Dans un communiqué publié le 13 août 2026, le ministère ghanéen des Affaires étrangères a affirmé qu’Accra avait organisé et financé directement le retour de ses citoyens. « L’évacuation de tous nos compatriotes a été entièrement financée par le gouvernement du Ghana et nos partenaires ghanéens », a précisé le ministère. Selon les autorités ghanéennes, plus de 1 600 ressortissants ont quitté l’Afrique du Sud depuis le début des manifestations anti-migrants en mai. Accra estime donc ne rien devoir à Pretoria au titre de ces opérations.

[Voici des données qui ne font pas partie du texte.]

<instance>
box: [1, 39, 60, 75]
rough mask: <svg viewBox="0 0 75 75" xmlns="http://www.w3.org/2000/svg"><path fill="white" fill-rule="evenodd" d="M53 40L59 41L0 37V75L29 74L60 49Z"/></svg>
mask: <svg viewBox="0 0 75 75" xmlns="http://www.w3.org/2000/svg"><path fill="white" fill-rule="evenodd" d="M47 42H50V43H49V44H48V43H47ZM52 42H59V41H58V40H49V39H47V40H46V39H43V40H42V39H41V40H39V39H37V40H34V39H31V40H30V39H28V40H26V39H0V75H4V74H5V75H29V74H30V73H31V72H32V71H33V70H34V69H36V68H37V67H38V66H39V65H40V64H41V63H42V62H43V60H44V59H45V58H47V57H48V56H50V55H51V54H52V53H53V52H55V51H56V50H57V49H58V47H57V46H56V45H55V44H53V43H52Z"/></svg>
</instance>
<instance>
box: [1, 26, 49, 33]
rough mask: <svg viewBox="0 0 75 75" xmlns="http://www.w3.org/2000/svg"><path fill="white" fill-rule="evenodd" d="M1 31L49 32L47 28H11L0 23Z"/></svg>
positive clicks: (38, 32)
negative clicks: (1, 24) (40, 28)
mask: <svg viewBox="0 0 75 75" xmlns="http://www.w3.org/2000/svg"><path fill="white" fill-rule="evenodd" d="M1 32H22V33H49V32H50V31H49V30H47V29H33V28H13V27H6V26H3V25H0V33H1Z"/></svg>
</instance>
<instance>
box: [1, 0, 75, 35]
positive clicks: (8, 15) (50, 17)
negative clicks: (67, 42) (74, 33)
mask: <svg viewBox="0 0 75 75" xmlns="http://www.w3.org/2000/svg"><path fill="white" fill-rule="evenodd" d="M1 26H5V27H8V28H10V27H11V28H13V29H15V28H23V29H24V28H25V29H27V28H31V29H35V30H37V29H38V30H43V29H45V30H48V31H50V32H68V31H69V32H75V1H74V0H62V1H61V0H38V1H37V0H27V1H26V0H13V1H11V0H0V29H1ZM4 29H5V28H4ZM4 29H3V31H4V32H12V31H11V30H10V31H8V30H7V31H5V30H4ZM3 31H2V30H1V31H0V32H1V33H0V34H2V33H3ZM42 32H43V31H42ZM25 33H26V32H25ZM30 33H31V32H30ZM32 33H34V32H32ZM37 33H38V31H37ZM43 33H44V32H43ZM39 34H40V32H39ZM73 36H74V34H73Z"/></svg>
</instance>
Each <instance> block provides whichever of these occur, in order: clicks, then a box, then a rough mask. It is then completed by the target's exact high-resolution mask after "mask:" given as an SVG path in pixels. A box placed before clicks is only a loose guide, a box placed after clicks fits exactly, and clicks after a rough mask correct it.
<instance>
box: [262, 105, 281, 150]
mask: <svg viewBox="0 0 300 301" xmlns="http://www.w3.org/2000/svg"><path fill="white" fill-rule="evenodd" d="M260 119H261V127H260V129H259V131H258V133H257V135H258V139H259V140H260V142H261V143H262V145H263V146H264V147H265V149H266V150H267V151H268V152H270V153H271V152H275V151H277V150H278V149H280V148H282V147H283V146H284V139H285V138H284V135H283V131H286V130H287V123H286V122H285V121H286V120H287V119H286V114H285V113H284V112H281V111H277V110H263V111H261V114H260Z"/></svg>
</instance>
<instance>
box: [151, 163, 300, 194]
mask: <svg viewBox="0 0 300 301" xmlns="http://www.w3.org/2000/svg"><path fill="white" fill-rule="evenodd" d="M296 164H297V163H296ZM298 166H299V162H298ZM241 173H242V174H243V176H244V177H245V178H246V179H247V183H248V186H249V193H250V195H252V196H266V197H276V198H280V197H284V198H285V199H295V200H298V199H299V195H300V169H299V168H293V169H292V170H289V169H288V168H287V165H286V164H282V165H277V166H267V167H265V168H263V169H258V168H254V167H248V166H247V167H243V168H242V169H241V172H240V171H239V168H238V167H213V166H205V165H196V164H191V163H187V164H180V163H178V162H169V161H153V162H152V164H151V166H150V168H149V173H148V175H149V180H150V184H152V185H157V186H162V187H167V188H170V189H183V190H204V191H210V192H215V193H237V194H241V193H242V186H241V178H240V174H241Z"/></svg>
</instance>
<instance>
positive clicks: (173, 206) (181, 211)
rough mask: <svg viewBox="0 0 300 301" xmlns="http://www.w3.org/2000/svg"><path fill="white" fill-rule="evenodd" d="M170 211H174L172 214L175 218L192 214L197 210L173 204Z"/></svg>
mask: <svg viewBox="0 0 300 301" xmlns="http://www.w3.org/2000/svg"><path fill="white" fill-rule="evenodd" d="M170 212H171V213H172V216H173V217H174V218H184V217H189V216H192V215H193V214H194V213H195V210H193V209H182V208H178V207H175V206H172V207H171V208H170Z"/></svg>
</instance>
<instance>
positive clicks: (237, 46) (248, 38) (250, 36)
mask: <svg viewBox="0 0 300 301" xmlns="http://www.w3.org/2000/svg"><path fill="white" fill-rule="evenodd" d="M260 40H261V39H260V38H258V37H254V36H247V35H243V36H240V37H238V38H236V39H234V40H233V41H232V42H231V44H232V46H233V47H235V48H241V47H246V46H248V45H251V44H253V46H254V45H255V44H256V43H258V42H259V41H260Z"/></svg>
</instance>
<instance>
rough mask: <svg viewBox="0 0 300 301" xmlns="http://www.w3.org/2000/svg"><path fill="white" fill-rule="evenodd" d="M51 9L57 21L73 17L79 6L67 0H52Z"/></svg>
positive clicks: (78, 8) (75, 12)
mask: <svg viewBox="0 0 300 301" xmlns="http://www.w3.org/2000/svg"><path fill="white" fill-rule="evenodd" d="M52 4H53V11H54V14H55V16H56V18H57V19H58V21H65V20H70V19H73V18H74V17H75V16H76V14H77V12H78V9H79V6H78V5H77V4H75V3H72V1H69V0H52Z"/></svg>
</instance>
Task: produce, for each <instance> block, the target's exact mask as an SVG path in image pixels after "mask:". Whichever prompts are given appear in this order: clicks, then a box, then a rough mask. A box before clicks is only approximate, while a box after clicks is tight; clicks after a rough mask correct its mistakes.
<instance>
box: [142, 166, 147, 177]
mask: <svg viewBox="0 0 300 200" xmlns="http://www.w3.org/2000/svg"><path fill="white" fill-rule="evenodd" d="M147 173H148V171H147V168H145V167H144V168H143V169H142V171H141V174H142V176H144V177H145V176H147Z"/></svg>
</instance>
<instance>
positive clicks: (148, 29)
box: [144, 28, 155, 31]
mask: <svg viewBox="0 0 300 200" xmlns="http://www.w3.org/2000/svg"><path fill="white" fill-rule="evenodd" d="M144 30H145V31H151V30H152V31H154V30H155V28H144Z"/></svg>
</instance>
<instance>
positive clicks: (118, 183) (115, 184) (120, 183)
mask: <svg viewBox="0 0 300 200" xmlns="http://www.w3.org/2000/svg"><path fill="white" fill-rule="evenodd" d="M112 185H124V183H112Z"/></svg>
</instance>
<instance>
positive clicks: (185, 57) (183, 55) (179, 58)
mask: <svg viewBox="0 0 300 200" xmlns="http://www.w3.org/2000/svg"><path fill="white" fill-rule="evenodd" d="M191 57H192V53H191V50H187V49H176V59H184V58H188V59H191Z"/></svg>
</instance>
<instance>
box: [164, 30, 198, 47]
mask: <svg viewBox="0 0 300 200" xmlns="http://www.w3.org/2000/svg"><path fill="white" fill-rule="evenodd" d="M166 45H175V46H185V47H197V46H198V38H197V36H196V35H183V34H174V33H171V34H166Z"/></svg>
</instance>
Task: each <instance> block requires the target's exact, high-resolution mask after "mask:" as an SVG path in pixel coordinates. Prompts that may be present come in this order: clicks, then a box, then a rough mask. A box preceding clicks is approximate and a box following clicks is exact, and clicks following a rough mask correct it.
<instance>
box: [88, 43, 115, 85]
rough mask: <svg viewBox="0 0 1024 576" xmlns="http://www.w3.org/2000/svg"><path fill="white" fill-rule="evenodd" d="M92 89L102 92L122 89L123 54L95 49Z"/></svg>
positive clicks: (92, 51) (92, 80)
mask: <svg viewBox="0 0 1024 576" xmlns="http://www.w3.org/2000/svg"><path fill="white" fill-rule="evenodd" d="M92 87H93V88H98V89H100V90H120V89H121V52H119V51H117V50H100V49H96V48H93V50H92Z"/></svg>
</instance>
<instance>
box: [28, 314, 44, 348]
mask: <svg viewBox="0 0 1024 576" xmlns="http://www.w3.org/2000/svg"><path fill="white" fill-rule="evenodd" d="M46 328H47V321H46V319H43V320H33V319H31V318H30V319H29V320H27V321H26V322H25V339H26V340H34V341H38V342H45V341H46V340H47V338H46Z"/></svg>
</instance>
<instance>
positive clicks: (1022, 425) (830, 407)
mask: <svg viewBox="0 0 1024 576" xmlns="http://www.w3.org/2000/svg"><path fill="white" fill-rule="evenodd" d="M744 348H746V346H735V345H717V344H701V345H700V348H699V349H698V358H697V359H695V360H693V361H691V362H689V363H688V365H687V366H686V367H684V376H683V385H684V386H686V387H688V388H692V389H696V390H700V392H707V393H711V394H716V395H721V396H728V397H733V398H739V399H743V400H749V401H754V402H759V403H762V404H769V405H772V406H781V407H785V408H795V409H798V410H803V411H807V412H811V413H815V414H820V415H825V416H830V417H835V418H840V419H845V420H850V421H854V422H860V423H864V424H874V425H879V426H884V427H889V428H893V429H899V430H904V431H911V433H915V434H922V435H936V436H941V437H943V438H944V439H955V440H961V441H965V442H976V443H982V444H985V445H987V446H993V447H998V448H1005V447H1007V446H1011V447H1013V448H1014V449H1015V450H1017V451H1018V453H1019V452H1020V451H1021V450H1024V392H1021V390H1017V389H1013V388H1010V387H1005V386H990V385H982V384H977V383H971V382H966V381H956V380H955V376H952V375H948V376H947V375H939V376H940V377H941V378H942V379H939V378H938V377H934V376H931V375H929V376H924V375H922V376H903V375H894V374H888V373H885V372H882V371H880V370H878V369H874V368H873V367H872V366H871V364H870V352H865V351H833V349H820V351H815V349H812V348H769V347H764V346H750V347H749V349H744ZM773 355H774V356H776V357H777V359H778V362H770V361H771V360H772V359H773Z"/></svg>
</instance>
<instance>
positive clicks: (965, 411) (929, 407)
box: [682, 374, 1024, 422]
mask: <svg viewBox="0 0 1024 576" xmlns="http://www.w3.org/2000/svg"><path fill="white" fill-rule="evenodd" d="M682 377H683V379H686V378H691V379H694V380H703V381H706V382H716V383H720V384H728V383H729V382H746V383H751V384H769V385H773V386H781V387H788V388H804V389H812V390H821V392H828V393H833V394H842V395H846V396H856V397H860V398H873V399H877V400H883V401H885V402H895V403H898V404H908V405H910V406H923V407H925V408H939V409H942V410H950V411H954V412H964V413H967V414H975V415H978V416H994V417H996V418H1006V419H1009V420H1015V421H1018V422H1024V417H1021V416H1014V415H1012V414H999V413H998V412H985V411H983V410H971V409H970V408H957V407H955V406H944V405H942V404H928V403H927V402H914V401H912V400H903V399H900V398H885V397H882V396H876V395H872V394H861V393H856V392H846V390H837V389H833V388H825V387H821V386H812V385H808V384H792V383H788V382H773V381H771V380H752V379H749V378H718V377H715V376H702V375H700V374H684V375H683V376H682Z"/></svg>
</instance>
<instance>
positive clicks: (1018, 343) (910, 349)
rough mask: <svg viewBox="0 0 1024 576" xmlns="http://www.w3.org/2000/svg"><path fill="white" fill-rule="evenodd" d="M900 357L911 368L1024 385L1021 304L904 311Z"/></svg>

Le Ghana indique également avoir mis en place des mesures de réintégration pour les personnes revenues au pays. Celles-ci comprennent notamment une aide au transport ainsi que des fonds destinés à faciliter leur retour dans leurs communautés d’origine. Cette position intervient alors que Pretoria cherche à récupérer une partie des dépenses engagées pour le départ de ressortissants étrangers. Le ministre sud-africain de l’Intérieur, Leon Schreiber, a estimé à environ 18 millions de dollars le coût des opérations de rapatriement. Les autorités sud-africaines évoquent par ailleurs plus de 90 000 ressortissants étrangers ayant quitté le pays depuis le début des violences en mai. Le différend entre les deux pays porte ainsi sur la responsabilité financière de ces opérations. Alors que Pretoria réclame des compensations aux États concernés, Accra maintient avoir assumé lui-même le rapatriement de ses ressortissants, rapporte Nasuba Info.